Scoop: Mount Vernon’s Boo-Shoot Gardens

Bamboo

By Seattle Mag December 31, 1969

Category: Articles

 

It’s not just for pandas anymore—bamboo’s popularity among humans is spreading like, well, bamboo. Having been pegged as a sustainable resource, groves of the tall, leafy stalks are readily converted into everything from flooring to dishware to textiles. But while bamboo has a rep for proliferation, the current craze for the woody grass is swiftly outpacing its ability to replenish itself—bamboo deforestation is on the rise. And because bamboo only flowers every 100 years or so, it’s impractical (if not impossible) to propagate it from seeds. Enter Seattle native Jackie Heinricher and her Mount Vernon–based biotech lab, Boo-Shoot Gardens (booshoot.com).

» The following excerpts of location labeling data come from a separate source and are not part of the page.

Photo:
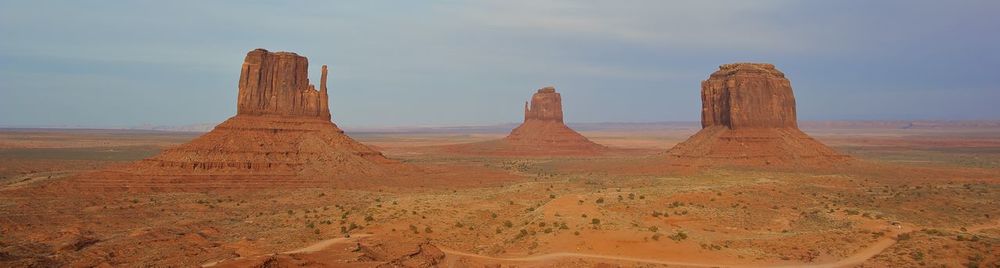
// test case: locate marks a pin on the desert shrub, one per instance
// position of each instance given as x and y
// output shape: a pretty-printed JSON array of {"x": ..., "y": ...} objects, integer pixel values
[
  {"x": 522, "y": 234},
  {"x": 679, "y": 236},
  {"x": 902, "y": 237}
]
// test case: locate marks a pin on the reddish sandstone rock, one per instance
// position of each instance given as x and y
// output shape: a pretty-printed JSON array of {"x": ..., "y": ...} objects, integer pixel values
[
  {"x": 747, "y": 95},
  {"x": 543, "y": 132},
  {"x": 277, "y": 83},
  {"x": 281, "y": 134},
  {"x": 374, "y": 252},
  {"x": 748, "y": 119}
]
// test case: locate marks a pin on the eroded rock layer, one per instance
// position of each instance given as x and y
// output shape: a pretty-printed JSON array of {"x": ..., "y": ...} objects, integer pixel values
[
  {"x": 748, "y": 119},
  {"x": 281, "y": 133},
  {"x": 277, "y": 83},
  {"x": 543, "y": 132}
]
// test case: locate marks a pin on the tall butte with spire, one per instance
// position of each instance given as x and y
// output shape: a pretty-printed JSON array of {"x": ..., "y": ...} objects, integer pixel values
[
  {"x": 543, "y": 132},
  {"x": 281, "y": 134},
  {"x": 748, "y": 119}
]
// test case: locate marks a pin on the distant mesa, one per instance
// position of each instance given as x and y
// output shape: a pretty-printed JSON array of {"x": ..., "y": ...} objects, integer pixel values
[
  {"x": 543, "y": 132},
  {"x": 281, "y": 134},
  {"x": 748, "y": 119}
]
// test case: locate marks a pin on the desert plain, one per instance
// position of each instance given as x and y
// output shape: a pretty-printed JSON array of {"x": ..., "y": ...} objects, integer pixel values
[{"x": 918, "y": 194}]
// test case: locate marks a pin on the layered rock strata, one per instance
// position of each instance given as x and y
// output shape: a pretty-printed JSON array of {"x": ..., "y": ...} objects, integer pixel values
[
  {"x": 281, "y": 133},
  {"x": 748, "y": 118}
]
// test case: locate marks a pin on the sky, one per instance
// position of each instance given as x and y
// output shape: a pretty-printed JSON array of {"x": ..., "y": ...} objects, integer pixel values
[{"x": 450, "y": 63}]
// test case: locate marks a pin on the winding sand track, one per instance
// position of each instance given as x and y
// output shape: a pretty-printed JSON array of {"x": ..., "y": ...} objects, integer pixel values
[
  {"x": 853, "y": 260},
  {"x": 857, "y": 258}
]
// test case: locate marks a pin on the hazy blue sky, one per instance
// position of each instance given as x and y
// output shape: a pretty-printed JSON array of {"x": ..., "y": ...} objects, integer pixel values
[{"x": 122, "y": 63}]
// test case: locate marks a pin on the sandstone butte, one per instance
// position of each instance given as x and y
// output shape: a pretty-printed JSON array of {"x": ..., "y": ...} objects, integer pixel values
[
  {"x": 748, "y": 119},
  {"x": 281, "y": 133},
  {"x": 543, "y": 132}
]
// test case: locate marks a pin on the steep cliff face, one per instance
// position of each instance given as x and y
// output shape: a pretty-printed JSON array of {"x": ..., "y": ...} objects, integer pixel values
[
  {"x": 747, "y": 95},
  {"x": 281, "y": 134},
  {"x": 748, "y": 119},
  {"x": 545, "y": 105},
  {"x": 277, "y": 83}
]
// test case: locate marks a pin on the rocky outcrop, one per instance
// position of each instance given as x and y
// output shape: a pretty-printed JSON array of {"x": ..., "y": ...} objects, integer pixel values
[
  {"x": 747, "y": 95},
  {"x": 375, "y": 252},
  {"x": 281, "y": 134},
  {"x": 277, "y": 83},
  {"x": 748, "y": 119},
  {"x": 545, "y": 105},
  {"x": 543, "y": 130},
  {"x": 543, "y": 133}
]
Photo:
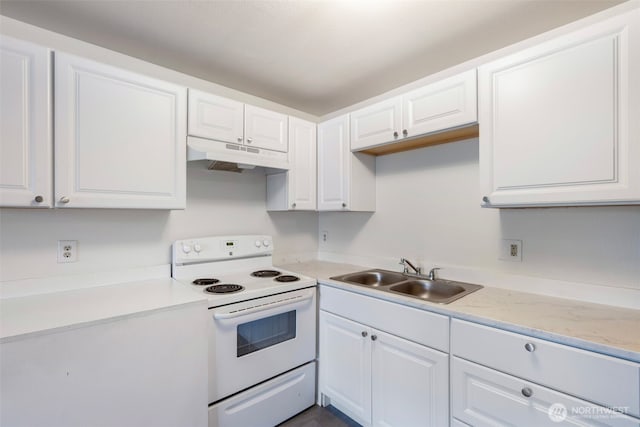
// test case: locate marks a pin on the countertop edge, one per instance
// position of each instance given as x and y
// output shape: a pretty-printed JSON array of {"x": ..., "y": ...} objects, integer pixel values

A former fisheries biologist, Heinricher founded her company in 1998, and in 2004 she and scientist Randy Burr finally “cracked the code” for cloning bamboo (via tissue culturing; the only people to do so, ever!). After successfully growing bamboo starts in test tubes, Boo-Shoot produced 2,000 bamboo plants in 2004. Since then, that number has shot up to 2 million little green clones per year, and the company recently reconfigured its greenhouses to better handle an anticipated doubling in production.

Heinricher believes in bamboo not just because it can be turned into soft towels and sturdy lumber—she argues it can actually reverse the negative impact of climate change. (Bamboo takes in and “scrubs” four times the amount of CO2 as a similarly sized stand of hardwood trees, and releases 35 percent more oxygen.) She hopes to increase bamboo agri-forestry in the United States and, consequently, reduce fuel spent on importing it from Asia, breathe new life into our nation’s farm industry and do our part in cleaning up our polluted planet. We’d call that a bamboo coup.